E é assim que me sinto, quando lembro, daquela noite de verão. Nós dois, adolescentes com uns dois meses de namoro (no máximo), a noite estava agradável, o céu estrelado e uma linda lua que observava as nossas conversas tolas.

Seu pé se apoiava no chão e balançava a rede, eu estava envolta em seu braço e encostada em seu peito, podia até ouvir as batidas do seu coração, que estavam tão rápidas quanto as de um bebê no ventre de sua mãe. O meu coração, por sua vez, respondia as batidas do seu, tão rápido como ou até mais. Estávamos em perfeita sintonia. Caidinhos um pelo outro!

Ali fazíamos planos, por um futuro tão distante que nem sabíamos se iríamos alcança-los. Uma casa pequena, um jardim gramado, dois filhos (um casal que já tinha até nome), um cachorro, um gato, e, é claro, uma rede para deitarmos nos fins de tarde. Típico sonho adolescente, do amor de conto de fadas.

O seu cheiro, e o seu abraço me davam a sensação de aconchego, aquela sensação que a gente só sente quando estar em casa. Gostava de imaginar que a nossa história estava escrita nas estrelas. Era óbvio que a gente ia ficar juntos. E teríamos o nosso “Felizes para sempre.”

O tempo passou, e em como todos os outros contos de fadas da vida real, o nosso amor foi se desgastando com os acontecimentos de cada dia. Por muitas vezes quis desistir de você e sei que você também quis desistir de mim.

Nossos corações começaram a bater sinfonias diferentes. Nossos planos começaram a mudar. Mesmo assim insistíamos a tentar realizar o maior deles: ficar juntos. Mas o ser humano erra, e você errou feio comigo.

Não foi fácil, você sabe disso. Eu quis ir embora e pela primeira vez na vida te vi chorar, dessa vez meu coração apertava. Minha cabeça dizia: vá! E meu coração: fique! E as minhas lágrimas, que sempre tentei esconder de você , se revelaram. E então você viu e a garota “fortona” na verdade era tão frágil quanto todas as outras.

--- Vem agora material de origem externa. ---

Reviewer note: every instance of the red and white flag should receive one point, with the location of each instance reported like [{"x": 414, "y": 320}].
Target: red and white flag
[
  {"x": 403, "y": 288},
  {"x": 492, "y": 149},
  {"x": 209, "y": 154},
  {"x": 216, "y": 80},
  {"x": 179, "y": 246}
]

A choros e soluços , nos aproximamos, olhamos um para o outro. E no fundo dos seus olhos encontrei ternura, e lembrei dos mesmos olhos pelos quais me apaixonei. Os olhos que me deixavam envergonhada ao encontrarem os meus. Ali naquela noite, tão agradável quanto aquela na rede, nos abraçamos , sem nenhuma palavra falar. Ficamos ali abraçados e flashbacks passaram pela minha cabeça, lembrei de tudo de bom que a gente viveu em todos os anos que estávamos juntos. Resolvi ficar, trocar um erro, por todas as vezes que você acertou.

Uma vez ouvi que : “as pessoas que mais amamos são as que nos decepcionam , porque achamos que elas são perfeitas e esquecemos que elas são humanas”. Eu não sei quem disse isso, mas ele estava completo de razão.

Hoje conseguimos realizar boa parte dos planos que fizemos e ainda vamos realizar muitos outros , se Deus quiser.

E, de vez em quando, ainda compartilhamos a rede. E a cada balançar da rede, falamos menos do futuro e mais do presente. Vivemos o hoje, um dia de cada vez. E o que tem pra hoje é muita paz, amor, compreensão e parceria.

E ele continua balançando a rede , enquanto eu adormeço em seus braços.